Personally with the BS3 i would usually ruleout 1 shot weapons. My preference would be to go with either dual shuriken cannons or scatterlaser. These both cost the same and are pretty cheap. The first can blitz out from behind cover to blast away at the enemy and hopefully not be too tempting a target to shoot back at. If they do shoot it then at least its not your aspects being shot up.

If you go with the scatterlaser then its all about keeping out of the 24 range of bolters etc so you can annoying the enemy whilst hopefully not taking too much fire in return.

The first i think works better in a serpent/falcon rush army, whilst the second works in a more traditional eldar force.

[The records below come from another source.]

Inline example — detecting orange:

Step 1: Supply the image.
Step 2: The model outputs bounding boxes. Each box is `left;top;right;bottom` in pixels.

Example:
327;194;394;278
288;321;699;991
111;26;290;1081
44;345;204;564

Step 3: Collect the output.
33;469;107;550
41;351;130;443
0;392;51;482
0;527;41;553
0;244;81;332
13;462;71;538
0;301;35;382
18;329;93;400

The third option for me would be to take 2 with Starcannon. Although its been nerfed since 3rd it can still be worth having a few starcannons on the table in case termies, oblits, Mc's turn up. taking 2 means you should get a couple of hits when you need too and they are worth guiding if the oppertunity arises.

thoughts?


----------



## Antioch (Dec 27, 2006)

Six S6 AP5 shots coming your way is nothing to laugh at. I prefer the two shuriken cannons for maximum fire output/strength-AP ratio, considering the BS of 3. It works wonders against infantry, and in a pinch can take out light armour. Or if you're lucky big tanks with a rear armour of 10.


----------



## The Son of Horus (Dec 30, 2006)

I always viewed them as I would a Space Marine land speeder. Great for their speed-- they can swing around to vulnerable flank and rear armor on a tank and shoot an anti-armor weapon. I can see the use of the dual shuriken cannons, but I think a pretty good combo would be a shuriken cannon in the undercarriage and either a bright lance or EML in the turret.


----------



## Antioch (Dec 27, 2006)

The only problem with putting a single shot weapon on the Vyper is that you're putting all of those points into a single die that hits on a 4+. I'm not a fan of those odds.


----------



## cccp (Dec 15, 2006)

in my eldar armies i go with the scatterlaser, and a shruiken cannon. the scatterlaser is a versatile weapon having the strength to take out light/medium armoured vehicles and infantry. this combo also has the shots to make up for the low bs.


----------



## Exodite (Dec 28, 2006)

Under the new codex I have decided to go for the double shuriken cannon set-up for my vipers, it is cheap and effective considering the BS 3 of the Vyper. I originally looked at having scatter lasers instead, while it has 2 less shots you have a greater range so you can stay out of the way of bolters and their equivalents. 

However I decided that while the extra range is nice I prefer the extra two shots. Secondly while the shorter range of the shuriken cannon does mean you can come under more fire, I have found that weapons such as missile pods or autocannons are your main threat, which incidentally will usually have the same or greater range than the scatter laser anyway.


----------